Unread postby parispv » Wed Jan 15, 2014 6:51 pm

PV2020 wrote:What if the 5.50 guy is far more athletic than the 5.80 guy but he was just a late bloomer or did not have the right area to train? Other than watching them on the podium at USA indoors, what is the point of a company signing a a 5.80 guy that does not have the raw speed and strength to ever go over 6.00m when a hand full of 5.50 guys have the potential.

Well 5.50 + guys are all elite. And 5.80m guys still do damage and carry a big name, which is the point of sponsorship anyways. Take Derek Miles for example. Jumped 5.85m, won 2008 US Olympic Trials and placed well internationally for many years. He is probably one of the more famous vaulters as well.

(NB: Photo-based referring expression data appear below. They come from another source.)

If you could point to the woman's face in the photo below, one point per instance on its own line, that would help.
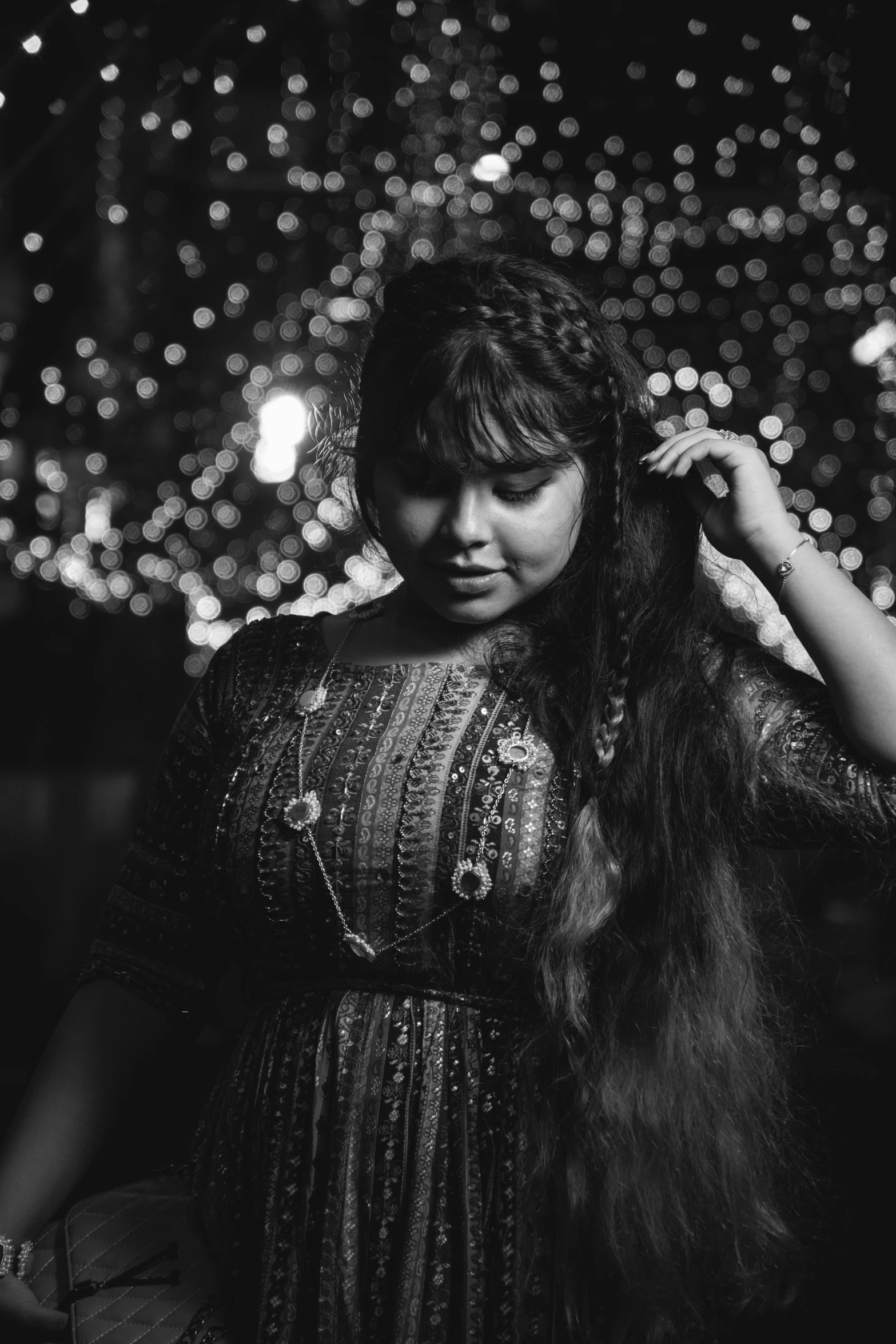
(473, 544)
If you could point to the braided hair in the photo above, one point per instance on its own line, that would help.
(657, 1115)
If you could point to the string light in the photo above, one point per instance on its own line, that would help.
(445, 182)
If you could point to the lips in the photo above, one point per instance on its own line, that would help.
(463, 571)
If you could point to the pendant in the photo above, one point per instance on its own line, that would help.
(302, 812)
(313, 699)
(360, 947)
(471, 881)
(517, 750)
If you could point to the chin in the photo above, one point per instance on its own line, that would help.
(468, 611)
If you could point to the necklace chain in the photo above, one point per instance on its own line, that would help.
(471, 880)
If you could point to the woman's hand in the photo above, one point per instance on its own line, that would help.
(751, 510)
(23, 1320)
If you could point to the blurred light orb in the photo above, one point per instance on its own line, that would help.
(98, 515)
(491, 167)
(282, 424)
(875, 343)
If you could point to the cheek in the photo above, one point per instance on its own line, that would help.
(546, 540)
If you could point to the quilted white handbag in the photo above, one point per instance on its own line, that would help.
(131, 1268)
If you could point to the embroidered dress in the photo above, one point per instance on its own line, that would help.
(359, 1164)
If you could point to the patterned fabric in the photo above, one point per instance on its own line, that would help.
(359, 1166)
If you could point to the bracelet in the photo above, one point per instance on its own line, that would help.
(786, 569)
(9, 1249)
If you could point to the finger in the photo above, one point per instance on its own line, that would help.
(675, 456)
(686, 436)
(698, 494)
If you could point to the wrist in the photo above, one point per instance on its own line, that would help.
(767, 550)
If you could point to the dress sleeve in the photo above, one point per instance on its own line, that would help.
(153, 933)
(812, 785)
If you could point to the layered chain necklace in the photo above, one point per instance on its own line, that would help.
(471, 880)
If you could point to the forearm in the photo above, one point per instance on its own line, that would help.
(851, 642)
(71, 1101)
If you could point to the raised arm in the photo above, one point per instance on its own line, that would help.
(851, 642)
(813, 785)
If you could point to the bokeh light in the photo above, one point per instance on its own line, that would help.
(740, 252)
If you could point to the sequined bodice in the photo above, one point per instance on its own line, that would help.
(405, 762)
(360, 1168)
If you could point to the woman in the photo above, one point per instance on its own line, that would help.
(511, 1069)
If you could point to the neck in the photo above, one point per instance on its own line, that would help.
(414, 624)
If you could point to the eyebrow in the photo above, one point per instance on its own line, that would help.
(503, 468)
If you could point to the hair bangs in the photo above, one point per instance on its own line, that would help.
(476, 409)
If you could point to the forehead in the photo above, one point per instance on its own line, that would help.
(479, 440)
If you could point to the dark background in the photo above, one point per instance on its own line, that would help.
(89, 689)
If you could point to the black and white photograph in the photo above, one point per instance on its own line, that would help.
(448, 673)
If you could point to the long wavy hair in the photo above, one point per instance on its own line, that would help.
(659, 1118)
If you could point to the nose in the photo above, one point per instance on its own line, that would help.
(467, 516)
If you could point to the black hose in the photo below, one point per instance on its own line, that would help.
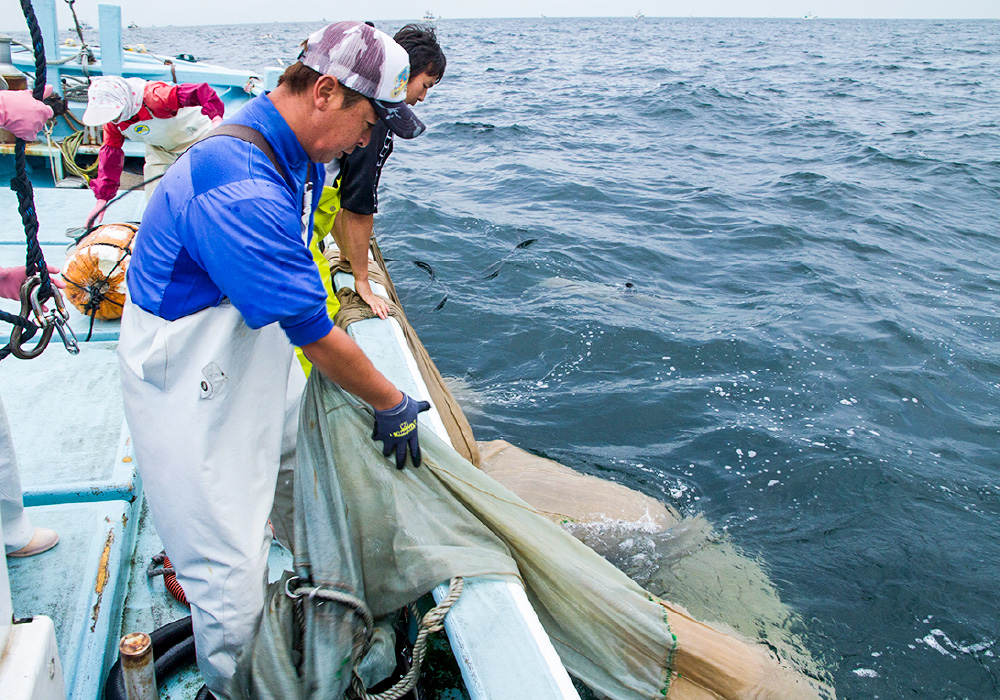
(173, 649)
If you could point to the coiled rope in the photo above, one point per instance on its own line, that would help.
(432, 621)
(34, 259)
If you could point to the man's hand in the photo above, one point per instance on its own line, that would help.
(397, 428)
(12, 278)
(23, 115)
(96, 214)
(377, 303)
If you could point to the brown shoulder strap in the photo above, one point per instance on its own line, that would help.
(250, 135)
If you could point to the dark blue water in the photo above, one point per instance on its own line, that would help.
(749, 267)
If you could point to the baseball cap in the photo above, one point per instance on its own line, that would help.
(369, 61)
(106, 100)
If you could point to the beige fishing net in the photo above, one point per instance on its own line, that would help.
(401, 533)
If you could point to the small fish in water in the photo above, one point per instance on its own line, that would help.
(425, 267)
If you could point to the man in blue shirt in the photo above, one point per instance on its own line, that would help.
(221, 279)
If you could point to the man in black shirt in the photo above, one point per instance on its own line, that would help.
(361, 169)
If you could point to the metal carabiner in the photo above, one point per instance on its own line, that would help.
(29, 298)
(59, 318)
(288, 592)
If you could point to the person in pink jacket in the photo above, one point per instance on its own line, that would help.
(167, 118)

PV2020 wrote:This all being said, is there anyone out there right now that you truly has the athletic ability to one day consistently jump over 6.00 or challenge to bring the world record back to the USA?

There are people who can and will jump over 6.00m in the future but he doesnt necessarily need to look like the ideal vaulter; A built 6'2 lean, fast strong... For example if you look at Sam Kendricks the 5.81m sophomore who blew away everyone this year he is really skinny, doesnt look like he has a lot of muscle, not that fast. Clearly there will be genetic advantages to some over others to make them better at vaulting however I do think that Vaulting can be taught to anyone well rounded.

PV2020 wrote:If there was to be a pole vault combine among college and emerging elite athletes who would be the champion?

This would include things like:

40 yard dash (30m for track nerds)
Broad Jump
Overhead shot put
Standing triple jump
Flying 10m speed

I know these are not all 'directly related' to the vault, bu they show who the true athletes are. I bet if you took a guy like Bubka he would dominate all of those test.

I mean a track combine is the decathlon.